If anything is going to throw a cosmic
twist into Einstein's theories, it's not surprising that it's the
strange particles known as neutrinos. These are odd slivers of an atom
that have confounded physicists for about 80 years.
The neutrino
has almost no mass, it comes in three different "flavors," may have its
own antiparticle and even has been seen shifting from one flavor to
another while shooting out from the sun, said physicist Phillip Schewe,
communications director at the Joint Quantum Institute in Maryland.
Fermilab
team spokeswoman Jenny Thomas, a physics professor at the University
College of London, said there must be a "more mundane explanation" for
the European findings. She said Fermilab's experience showed how hard it
is to measure accurately the distance, time and angles required for
such a claim.
Nevertheless, the Fermilab team, which shoots
neutrinos from Chicago to Minnesota, will go back to work immediately to
try to verify or knock down the new findings, Thomas said.
Drew
Baden, chairman of the physics department at the University of Maryland,
said it is far more likely that there are measurement errors or some
kind of fluke. Tracking neutrinos is very difficult, he said.
"This
is ridiculous what they're putting out," Baden said. "Until this is
verified by another group, it's flying carpets. It's cool, but..."

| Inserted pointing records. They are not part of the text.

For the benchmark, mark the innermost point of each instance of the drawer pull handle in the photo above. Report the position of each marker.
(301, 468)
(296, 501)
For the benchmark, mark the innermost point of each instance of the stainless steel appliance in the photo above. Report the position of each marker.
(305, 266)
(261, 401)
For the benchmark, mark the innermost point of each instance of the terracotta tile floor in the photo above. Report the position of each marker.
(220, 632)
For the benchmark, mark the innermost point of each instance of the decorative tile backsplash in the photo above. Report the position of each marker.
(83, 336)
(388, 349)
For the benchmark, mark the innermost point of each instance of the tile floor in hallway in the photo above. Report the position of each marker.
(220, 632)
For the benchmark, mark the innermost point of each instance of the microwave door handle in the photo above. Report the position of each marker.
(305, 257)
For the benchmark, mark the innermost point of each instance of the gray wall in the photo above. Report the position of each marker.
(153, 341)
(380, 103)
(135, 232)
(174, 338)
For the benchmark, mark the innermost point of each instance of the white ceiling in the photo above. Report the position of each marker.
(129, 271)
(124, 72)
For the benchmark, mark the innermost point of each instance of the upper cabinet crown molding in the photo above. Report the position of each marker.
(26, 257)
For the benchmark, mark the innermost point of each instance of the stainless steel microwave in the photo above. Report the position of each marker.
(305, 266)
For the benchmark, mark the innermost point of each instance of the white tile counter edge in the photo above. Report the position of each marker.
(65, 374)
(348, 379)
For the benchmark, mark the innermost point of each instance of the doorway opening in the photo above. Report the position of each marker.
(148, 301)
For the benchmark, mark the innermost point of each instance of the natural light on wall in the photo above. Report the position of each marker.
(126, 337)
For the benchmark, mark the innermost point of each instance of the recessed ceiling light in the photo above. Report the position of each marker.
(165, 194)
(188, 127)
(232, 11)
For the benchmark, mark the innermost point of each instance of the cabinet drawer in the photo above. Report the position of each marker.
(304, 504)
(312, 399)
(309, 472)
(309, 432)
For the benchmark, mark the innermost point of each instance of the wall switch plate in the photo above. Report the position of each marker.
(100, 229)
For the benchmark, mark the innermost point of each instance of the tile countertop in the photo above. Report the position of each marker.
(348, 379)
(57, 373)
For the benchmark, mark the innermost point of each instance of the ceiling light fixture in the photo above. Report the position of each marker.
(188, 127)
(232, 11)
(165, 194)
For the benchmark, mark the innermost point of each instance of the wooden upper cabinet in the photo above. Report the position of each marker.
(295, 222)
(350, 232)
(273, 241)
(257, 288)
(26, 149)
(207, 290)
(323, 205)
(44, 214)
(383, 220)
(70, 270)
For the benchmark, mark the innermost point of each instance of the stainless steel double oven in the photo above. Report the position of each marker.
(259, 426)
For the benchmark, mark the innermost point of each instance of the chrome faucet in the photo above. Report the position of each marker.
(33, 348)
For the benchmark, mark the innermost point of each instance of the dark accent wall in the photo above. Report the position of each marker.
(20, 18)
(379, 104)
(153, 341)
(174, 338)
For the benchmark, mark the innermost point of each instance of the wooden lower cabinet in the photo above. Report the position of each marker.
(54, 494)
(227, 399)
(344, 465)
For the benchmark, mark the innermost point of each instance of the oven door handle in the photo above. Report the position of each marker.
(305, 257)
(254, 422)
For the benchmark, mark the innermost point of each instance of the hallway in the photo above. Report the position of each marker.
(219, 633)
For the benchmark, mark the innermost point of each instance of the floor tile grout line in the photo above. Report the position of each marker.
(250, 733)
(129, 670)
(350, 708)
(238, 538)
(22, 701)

So if the neutrinos are pulling this fast one on Einstein, how can it happen?
Stephen
Parke, head theoretician at the Fermilab, said there could be a cosmic
shortcut through another dimension — physics theory is full of unseen
dimensions — that allows the neutrinos to beat the speed of light.
Indiana
University theoretical physicist Alan Kostelecky says there may be
situations when the background is different in the universe, not
perfectly symmetrical as Einstein says. Those changes in background may
change both the speed of light and the speed of neutrinos.
But that doesn't mean Einstein's theory is ready for the trash heap, he said.
"I
don't think you're going to ever kill Einstein's theory. You can't. It
works," Kostelecky said, adding there are just times when an additional
explanation is needed.
If the European findings are correct, "this would change the idea of how the universe is put together," Columbia's Greene said.
But he added: "I would bet just about everything I hold dear that this won't hold up to scrutiny."
___
Borenstein reported from Washington.